When Duke William X died on a pilgrimage to Spain in 1137, he entrusted his daughters to the care of French King Louis the Fat. His oldest daughter, Eleanor of Aquitaine, aged somewhere between 12 and 15 inclusive, immediately became the duchess of Aquitaine, Gascony and Poitou, ruling roughly half of the land mass of modern day France. Since Western Europe in the late middle ages was a deeply patriarchal society, Eleanor needed a husband to help her rule, and, in that era, potential husbands were not above kidnapping a girl with title and money and marrying her by force.

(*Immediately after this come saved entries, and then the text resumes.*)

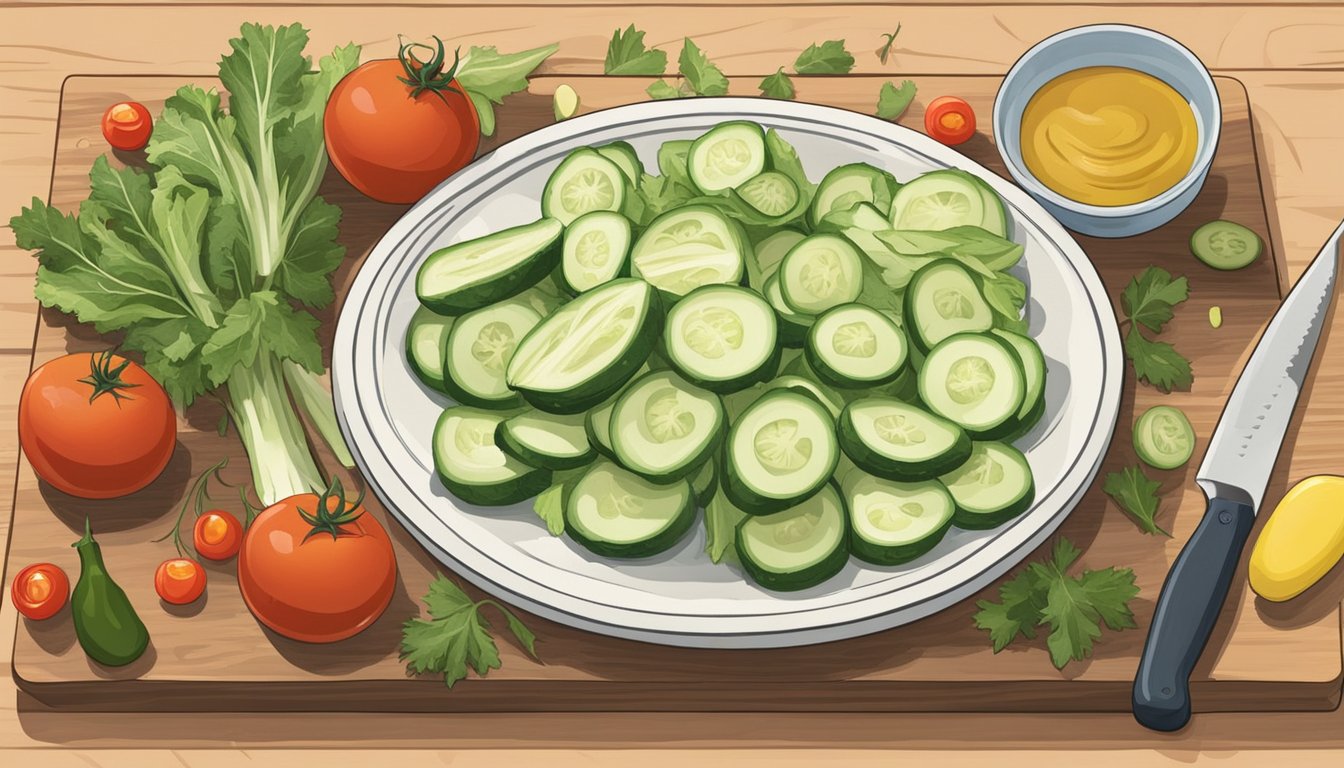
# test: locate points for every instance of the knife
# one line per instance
(1233, 476)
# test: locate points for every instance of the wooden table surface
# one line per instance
(1290, 55)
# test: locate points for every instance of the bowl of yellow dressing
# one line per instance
(1112, 128)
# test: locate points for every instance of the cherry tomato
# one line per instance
(40, 591)
(127, 125)
(217, 535)
(949, 120)
(179, 580)
(96, 425)
(395, 141)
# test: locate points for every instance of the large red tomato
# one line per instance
(395, 128)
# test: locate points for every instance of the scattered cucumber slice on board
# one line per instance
(473, 468)
(469, 275)
(796, 548)
(992, 487)
(616, 513)
(893, 522)
(1163, 437)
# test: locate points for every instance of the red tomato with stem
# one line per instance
(395, 128)
(316, 568)
(40, 591)
(96, 425)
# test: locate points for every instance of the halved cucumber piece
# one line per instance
(426, 336)
(546, 440)
(976, 381)
(722, 338)
(691, 246)
(596, 250)
(583, 182)
(586, 350)
(854, 346)
(477, 272)
(479, 350)
(473, 468)
(780, 451)
(797, 548)
(726, 156)
(893, 522)
(942, 299)
(663, 427)
(938, 201)
(821, 272)
(901, 441)
(616, 513)
(992, 487)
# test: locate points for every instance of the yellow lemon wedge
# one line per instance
(1303, 540)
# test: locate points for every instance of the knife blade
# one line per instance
(1234, 475)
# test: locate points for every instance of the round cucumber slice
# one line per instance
(1163, 437)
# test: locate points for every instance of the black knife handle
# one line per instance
(1187, 609)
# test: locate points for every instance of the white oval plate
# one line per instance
(680, 597)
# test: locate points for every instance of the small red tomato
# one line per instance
(179, 580)
(127, 125)
(217, 534)
(949, 120)
(40, 591)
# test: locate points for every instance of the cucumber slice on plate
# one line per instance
(546, 440)
(469, 275)
(976, 381)
(691, 246)
(663, 427)
(473, 468)
(586, 350)
(726, 156)
(821, 272)
(992, 487)
(583, 182)
(894, 522)
(614, 513)
(854, 346)
(722, 338)
(479, 350)
(899, 441)
(796, 548)
(941, 300)
(596, 250)
(780, 451)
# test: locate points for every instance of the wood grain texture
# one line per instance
(940, 663)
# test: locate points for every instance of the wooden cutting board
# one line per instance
(214, 657)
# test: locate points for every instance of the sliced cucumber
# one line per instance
(473, 468)
(893, 522)
(426, 336)
(992, 487)
(976, 381)
(942, 299)
(901, 441)
(820, 272)
(726, 156)
(479, 350)
(663, 427)
(854, 346)
(616, 513)
(583, 182)
(691, 246)
(586, 350)
(780, 451)
(477, 272)
(596, 250)
(722, 338)
(797, 548)
(546, 440)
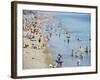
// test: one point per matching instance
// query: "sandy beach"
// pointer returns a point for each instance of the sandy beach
(36, 58)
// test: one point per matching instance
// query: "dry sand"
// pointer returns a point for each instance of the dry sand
(36, 58)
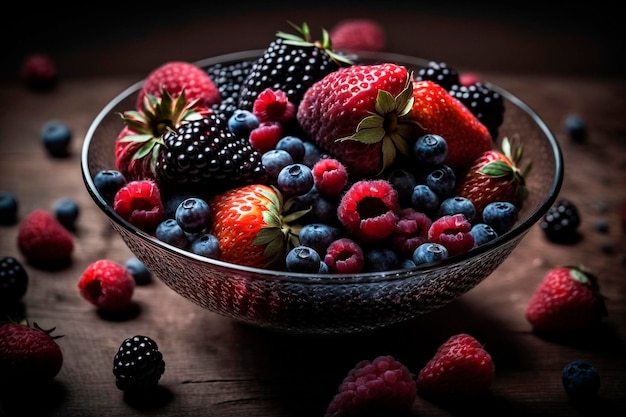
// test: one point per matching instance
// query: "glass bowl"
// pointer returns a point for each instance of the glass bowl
(328, 304)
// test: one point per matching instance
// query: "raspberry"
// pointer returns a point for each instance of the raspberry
(42, 239)
(139, 203)
(369, 209)
(330, 176)
(381, 387)
(107, 285)
(344, 256)
(358, 34)
(460, 369)
(453, 232)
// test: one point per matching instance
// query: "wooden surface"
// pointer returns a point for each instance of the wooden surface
(215, 367)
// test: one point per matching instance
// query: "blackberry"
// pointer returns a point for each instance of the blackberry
(138, 364)
(204, 151)
(292, 64)
(440, 73)
(484, 102)
(560, 223)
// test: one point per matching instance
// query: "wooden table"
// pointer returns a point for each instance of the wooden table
(215, 367)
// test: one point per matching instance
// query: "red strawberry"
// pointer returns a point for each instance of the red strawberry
(41, 238)
(460, 369)
(178, 76)
(361, 115)
(436, 111)
(28, 354)
(495, 176)
(249, 225)
(568, 299)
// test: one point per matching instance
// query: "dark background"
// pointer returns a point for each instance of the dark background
(109, 38)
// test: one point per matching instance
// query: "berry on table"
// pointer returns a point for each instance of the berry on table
(107, 285)
(138, 364)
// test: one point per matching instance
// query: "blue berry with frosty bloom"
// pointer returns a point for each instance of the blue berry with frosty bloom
(500, 215)
(303, 259)
(193, 215)
(295, 179)
(428, 253)
(482, 233)
(458, 205)
(430, 150)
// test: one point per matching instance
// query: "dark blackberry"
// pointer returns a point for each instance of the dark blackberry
(291, 64)
(560, 223)
(13, 281)
(204, 151)
(485, 103)
(138, 364)
(440, 73)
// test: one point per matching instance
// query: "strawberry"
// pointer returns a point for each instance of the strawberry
(568, 299)
(361, 115)
(177, 77)
(436, 111)
(249, 225)
(495, 176)
(42, 239)
(140, 142)
(28, 354)
(460, 369)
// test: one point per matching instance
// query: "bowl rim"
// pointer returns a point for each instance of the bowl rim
(516, 232)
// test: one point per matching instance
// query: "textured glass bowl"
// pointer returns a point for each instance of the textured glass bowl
(328, 304)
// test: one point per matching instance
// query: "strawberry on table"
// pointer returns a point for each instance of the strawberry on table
(361, 115)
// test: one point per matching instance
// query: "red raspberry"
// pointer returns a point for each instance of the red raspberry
(274, 106)
(344, 256)
(176, 76)
(265, 137)
(39, 72)
(411, 231)
(139, 203)
(381, 387)
(42, 239)
(107, 285)
(369, 209)
(453, 232)
(460, 369)
(330, 176)
(358, 34)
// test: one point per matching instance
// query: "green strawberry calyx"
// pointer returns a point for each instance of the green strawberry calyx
(502, 169)
(391, 123)
(305, 40)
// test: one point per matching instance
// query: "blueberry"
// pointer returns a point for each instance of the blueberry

So the physical person of Eleanor was one of the most valuable objects in the world at the time.  Knowing this, her father’s advisers and King Louis essentially kept Eleanor locked in a castle until a suitable husband could be found. When a person is essentially a walking title deed to half of France, it is wise to avoid putting her in physical risk.

What if a person is a walking key to a safe holding $137,000,000 dollars inside, and without the key, access to the funds, and therefore the funds themselves, will be lost forever? It would be wise to avoid putting that person at risk.

And yet, when Gerry Cotten, founder of Canada’s largest bitcoin exchange, QuadrigaCX, died last January, he was apparently holding the only password to a PC that could unlock access to $137 million dollars of bitcoin. The New York Times reports that now they believe the value of bitcoin that QuadrigaCX clients can no longer access due to Cotten’s death is $250 million.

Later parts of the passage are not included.